Updated: Oct 23
Scenario: The software performs subledger accounting entries from ledger entries and is offered in SaaS mode for Investment Bank and Hedge Fund clients. Processing in simplified form
extract trades and balances from the ledger system,
transform and perform calculations and
persist them in the sub-ledger database.
Existing software is a combination of perl and java, deployed in a single tenant mode, as one instance per client. The requests come from a scheduler and on-demand from users through the day. The larger requests pull in 100 Million entries on avg from the ledger to process.
The Ask: The software is to be re-designed completely in java, is to be multi-tenant with all clients served through a single cluster. This meant the new version should process the current volume of a few billion records and should also support 10X more for future business. It is expected that a 100M records file is to be processed within 10 minutes in the new version.
The Solution: Below is the suggested design by 91social with details of request processing flow.
The solution is explained below with the choices made from design to coding and regarding hardware and software configurations.
The java processes are designed to be a stateless cluster. Requests come from a durable queue and a distributed lock is used to avoid concurrent processing of an entity across the cluster.

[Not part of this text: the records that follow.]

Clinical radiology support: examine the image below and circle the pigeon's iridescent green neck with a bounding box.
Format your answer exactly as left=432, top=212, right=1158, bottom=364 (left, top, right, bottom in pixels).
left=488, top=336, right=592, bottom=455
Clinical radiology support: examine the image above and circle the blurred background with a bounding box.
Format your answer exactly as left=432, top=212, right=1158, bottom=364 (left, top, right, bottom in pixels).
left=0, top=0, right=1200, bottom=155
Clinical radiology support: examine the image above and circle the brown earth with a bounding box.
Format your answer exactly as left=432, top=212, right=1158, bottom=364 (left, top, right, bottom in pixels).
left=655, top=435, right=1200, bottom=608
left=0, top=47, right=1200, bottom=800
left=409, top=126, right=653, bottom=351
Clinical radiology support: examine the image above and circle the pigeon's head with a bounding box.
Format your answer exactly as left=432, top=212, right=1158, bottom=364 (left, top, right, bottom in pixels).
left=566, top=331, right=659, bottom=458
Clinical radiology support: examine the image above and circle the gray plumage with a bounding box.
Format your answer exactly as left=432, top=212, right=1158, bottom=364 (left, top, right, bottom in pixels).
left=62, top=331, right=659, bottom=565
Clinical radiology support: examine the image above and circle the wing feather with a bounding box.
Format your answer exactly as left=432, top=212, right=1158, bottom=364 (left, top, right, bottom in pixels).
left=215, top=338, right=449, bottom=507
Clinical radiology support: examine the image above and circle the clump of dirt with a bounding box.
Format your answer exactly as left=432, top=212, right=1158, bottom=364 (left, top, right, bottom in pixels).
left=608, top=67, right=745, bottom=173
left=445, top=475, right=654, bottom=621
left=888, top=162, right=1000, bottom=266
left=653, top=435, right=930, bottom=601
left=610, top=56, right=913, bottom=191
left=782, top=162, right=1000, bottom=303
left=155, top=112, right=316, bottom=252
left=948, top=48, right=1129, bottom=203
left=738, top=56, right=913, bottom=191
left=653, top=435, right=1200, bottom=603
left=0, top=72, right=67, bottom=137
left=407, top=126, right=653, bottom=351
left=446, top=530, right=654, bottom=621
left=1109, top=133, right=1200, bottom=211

The processing is modeled as a series of steps (like unix pipes), connected via in-memory queues and thread pools, refer to Request Processing Detail Flow. The target is to achieve throughput of 0.5M rps at every step, while keeping memory usage minimum and constant per request. So multiple requests can be processed within the same JVM and then scale across JVMs.
Files are transferred from remote ledger machines to local JVM nodes via SCP as this involves just one network trip between source and destination. Files are stored in S3 for auditing.
Files are compressed at source, to reduce n/w usage as bandwidth is a shared resource, and additional cpu usage is incremental. Compression is at 95% for csv data files.
JVM nodes use local disks rather than network disks for faster localized disk I/O. A processing failure will involve a network file pull but then failures are quite less and an occasional duplicate network pull is justified.
4 local disks are mounted at each jvm to scale disk i/o. Logs are kept to a minimum and written to a separate disk. 3 different CPUs within a similar price range were tested and then chosen.
Springboot is the enterprise preferred framework and used to start long-lived services; processing code does not use DI to avoid overhead of spring proxies when processing millions of records.
Spring batch and other batch frameworks do not parallelize IO to CPU, so the processing steps are custom coded as threads to operate concurrently. The file reader thread gets records and puts them in a local java queue and goes back to reading while they are being processed by the processor thread. This provided a minimum of 2X throughput when benchmarked against other frameworks.
CSV record splitter is custom coded for speed and to keep memory and cpu to the minimum.
The records were processed in mini batches of 100, to minimize java queue operations and associated locks. The batch size was chosen at 100, to keep the total number of records in memory to 400 and ensured each request was able to operate at 150MB. Back pressure was enforced through queues.
Text to BigDecimal object conversion is heavy, so the 100 most used numbers are cloned from cache
JVM is at 2GB and newgen at 3:1 as most objects are shortlived, this achieved > 99% jvm throughput.
Database persistence is achieved through bulk copy rather than sql inserts or jdbc batches. The result data is first written to files capped at 100K records, and multiple connections persist data into db. Each connection persists at 50K rps, so 10 connections provide 500K rps at this step.